Teclistamab, a humanized B-cell maturation antigen (BCMA) x CD3 bispecific antibody, is being studied in an ongoing, 2-part, phase 1 trial of 66 patients with relapsed/refractory multiple myeloma (RRMM). It is the first-in-human study of teclistamab and is designed to evaluate safety and antimyeloma activity. Part 1 of the study is focused on dose escalation to identify a recommended phase 2 dose, whereas part 2 is focused on dose expansion.
The study included 65 evaluable patients. They ranged in age from 24 to 82 years, with a median age of 64 years. Approximately 20% were aged ≥70 years. Approximately 30% of patients had International Staging System stage III disease and 30% had high-risk cytogenetics. Patients had been exposed to 2 to 14 prior therapies with a median of 6; however, patients could not have had previous exposure to a BMCA-targeted therapy. Nearly all patients were triple-class exposed, and 83% were triple-class refractory. Approximately 86% of patients were refractory to their last line of therapy, and 80% had prior transplant.
Teclistamab was administered at doses ranging from 38.4 mg/kg to 720 mg/kg. Initially patients received doses twice per week and were switched to weekly dosing with or without step-up dosing. Patients received 1 to 3 step-up doses prior to the first full dose on week 1. Approximately 52 patients have discontinued treatment; 41 patients had progressive disease, of which 27 died. Five patients discontinued due to an adverse event (AE), and 2 deaths were recorded as AEs unrelated to the study drug, one grade 5 respiratory failure and one as a result of COVID-19. Currently, 26 patients are receiving ongoing treatment. The most common AEs were cytokine release syndrome (CRS), neutropenia, thrombocytopenia, and anemia, affecting 56%, 45%, 40%, and 58% of patients, respectively. CRS generally occurred during the first step-up or full dose, and no patients discontinued therapy as a result of CRS. Grade ≥3 anemia and neutropenia affected 36% and 38% of patients, respectively. Infections affected 65% of patients, including 19% where they were considered treatment-related; 21% were grade ≥3. Six patients experienced neurotoxicity, with 2 neurotoxic events considered as grade ≥3. Two dose-limiting toxicities occurred, including one grade 4 delirium at a step-up dose of 20 mg/kg and one grade 4 thrombocytopenia at a full dose of 180 mg/kg.
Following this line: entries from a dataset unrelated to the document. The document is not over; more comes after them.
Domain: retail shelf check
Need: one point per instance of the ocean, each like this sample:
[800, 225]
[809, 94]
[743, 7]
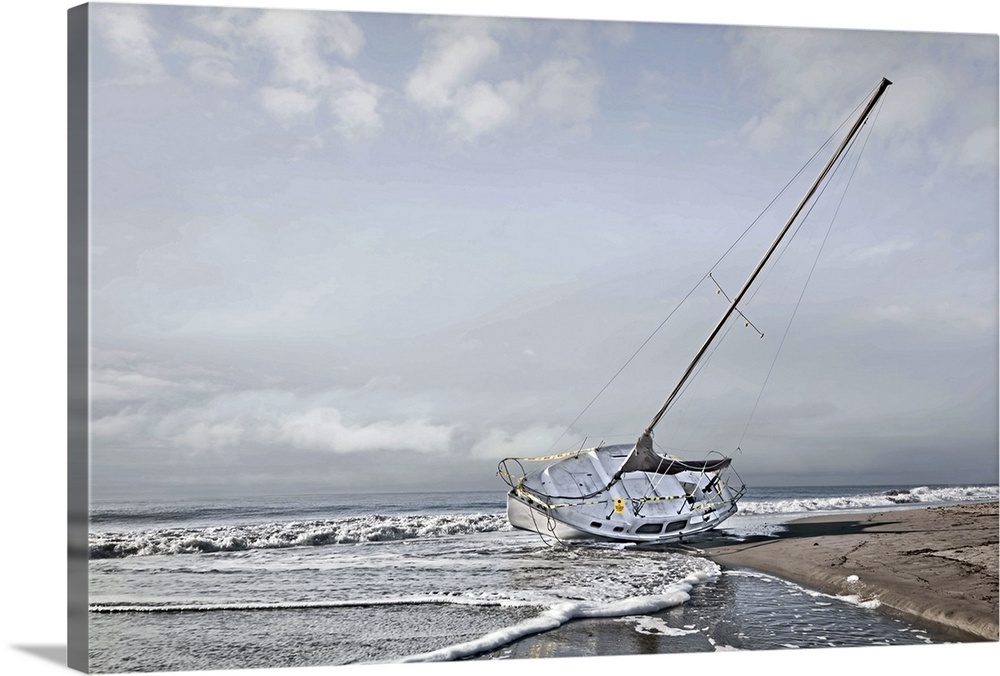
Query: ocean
[351, 579]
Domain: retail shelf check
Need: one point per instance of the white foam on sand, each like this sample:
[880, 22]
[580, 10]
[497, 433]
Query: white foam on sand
[561, 613]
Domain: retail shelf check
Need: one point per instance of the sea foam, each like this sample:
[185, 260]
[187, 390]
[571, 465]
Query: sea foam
[350, 530]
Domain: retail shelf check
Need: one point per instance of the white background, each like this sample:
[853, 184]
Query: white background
[33, 273]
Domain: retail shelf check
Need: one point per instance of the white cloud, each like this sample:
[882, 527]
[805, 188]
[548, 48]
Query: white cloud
[811, 79]
[289, 106]
[458, 79]
[125, 32]
[324, 428]
[533, 441]
[451, 63]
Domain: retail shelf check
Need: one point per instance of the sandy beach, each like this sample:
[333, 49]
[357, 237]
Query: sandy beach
[934, 566]
[937, 564]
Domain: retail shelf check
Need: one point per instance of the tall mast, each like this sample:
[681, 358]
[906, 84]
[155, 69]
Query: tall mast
[883, 85]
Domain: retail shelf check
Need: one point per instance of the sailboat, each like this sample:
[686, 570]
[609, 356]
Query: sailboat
[632, 492]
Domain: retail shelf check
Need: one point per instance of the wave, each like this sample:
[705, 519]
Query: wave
[893, 497]
[350, 530]
[559, 614]
[109, 608]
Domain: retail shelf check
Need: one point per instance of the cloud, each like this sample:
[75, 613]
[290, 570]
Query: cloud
[125, 31]
[324, 428]
[302, 47]
[294, 62]
[810, 79]
[464, 80]
[531, 441]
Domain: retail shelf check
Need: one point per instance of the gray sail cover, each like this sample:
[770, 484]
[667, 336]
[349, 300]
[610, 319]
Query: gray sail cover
[644, 459]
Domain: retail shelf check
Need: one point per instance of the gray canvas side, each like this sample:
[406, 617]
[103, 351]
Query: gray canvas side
[78, 182]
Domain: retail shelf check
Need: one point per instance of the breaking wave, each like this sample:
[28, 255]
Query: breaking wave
[894, 497]
[351, 530]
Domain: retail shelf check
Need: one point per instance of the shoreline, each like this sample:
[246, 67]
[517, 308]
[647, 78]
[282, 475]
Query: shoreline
[933, 564]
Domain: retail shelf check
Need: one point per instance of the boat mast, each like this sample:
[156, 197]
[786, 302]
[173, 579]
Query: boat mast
[883, 85]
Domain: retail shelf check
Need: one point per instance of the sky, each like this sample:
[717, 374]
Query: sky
[346, 252]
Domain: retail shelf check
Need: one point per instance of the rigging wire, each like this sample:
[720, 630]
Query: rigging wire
[795, 310]
[699, 283]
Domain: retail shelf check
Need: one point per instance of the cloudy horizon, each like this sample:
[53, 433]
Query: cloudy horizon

The overall response rate (ORR) within the 38.4- to 180-mg/kg dose range was 30%, and the very good partial response (VGPR) rate was 25%. The ORR at the 270-mg/kg dose level was 67%, and the VGPR rate was 50%. The efficacy data for the 720-mg/kg dose are not mature. Four of 5 patients were minimal residual disease (MRD)-negative at a 10-6 level of sensitivity and 2 patients had a complete response (CR). Two of 2 evaluable patients maintained MRD-negativity for 5 months (VGPR) and 14 months (CR). The duration of response data suggest that responses deepen over time, and 16 of 21 patients have an ongoing response.
The pharmacokinetic data indicate that weekly dosing is sufficient, and intermittent dosing may be a viable option. Step-up dosing allowed for modulation of cytokine production and transient decreases in peripheral T-cell counts, while maintaining T-cell activation at full doses.
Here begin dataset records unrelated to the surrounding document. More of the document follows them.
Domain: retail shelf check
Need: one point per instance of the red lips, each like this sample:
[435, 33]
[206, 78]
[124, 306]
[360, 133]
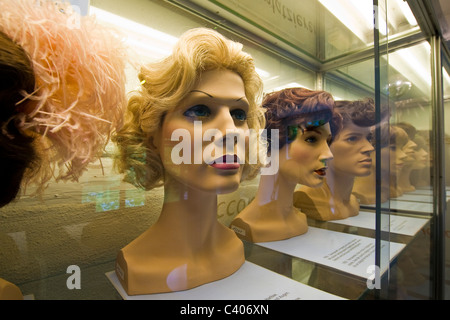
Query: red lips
[321, 172]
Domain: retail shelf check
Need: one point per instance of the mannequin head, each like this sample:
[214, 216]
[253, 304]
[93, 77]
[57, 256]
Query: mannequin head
[17, 154]
[352, 147]
[174, 89]
[398, 138]
[302, 118]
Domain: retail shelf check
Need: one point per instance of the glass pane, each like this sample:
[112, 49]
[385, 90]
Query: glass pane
[348, 24]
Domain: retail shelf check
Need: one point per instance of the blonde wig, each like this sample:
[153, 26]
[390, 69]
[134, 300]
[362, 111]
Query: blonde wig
[164, 84]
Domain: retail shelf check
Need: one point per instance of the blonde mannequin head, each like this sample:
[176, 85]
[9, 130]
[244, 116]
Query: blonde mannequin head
[164, 84]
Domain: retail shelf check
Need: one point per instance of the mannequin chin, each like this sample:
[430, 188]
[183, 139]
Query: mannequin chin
[195, 159]
[271, 216]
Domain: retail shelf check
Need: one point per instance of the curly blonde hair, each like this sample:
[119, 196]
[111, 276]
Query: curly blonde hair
[164, 84]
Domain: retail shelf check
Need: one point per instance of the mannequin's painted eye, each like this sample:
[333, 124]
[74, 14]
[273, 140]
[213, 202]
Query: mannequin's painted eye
[292, 133]
[311, 139]
[198, 111]
[239, 114]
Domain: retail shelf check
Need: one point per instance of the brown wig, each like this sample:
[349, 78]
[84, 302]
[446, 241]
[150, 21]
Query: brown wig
[293, 108]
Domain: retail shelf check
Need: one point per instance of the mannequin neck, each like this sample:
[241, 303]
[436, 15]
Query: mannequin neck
[340, 185]
[190, 215]
[404, 177]
[277, 191]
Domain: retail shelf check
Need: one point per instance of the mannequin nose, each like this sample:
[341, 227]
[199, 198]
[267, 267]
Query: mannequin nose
[367, 147]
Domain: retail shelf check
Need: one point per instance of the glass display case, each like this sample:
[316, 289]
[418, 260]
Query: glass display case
[64, 244]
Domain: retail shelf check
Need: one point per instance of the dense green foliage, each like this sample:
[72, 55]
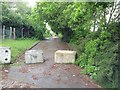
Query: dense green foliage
[18, 15]
[85, 26]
Overall, treatment with teclistamab was shown to be safe across all doses with response rates increasing with higher doses. The dose-escalation and expansion phases of the study are ongoing.
Reference
- Abstract and Presentation S206. EHA 2020. June 12, 2020. A phase 1 study of teclistamab, a humanized B cell maturation antigen (BCMA) x CD3 bispecific antibody, for the treatment of relapsed and/or refractory multiple myeloma (RRMM).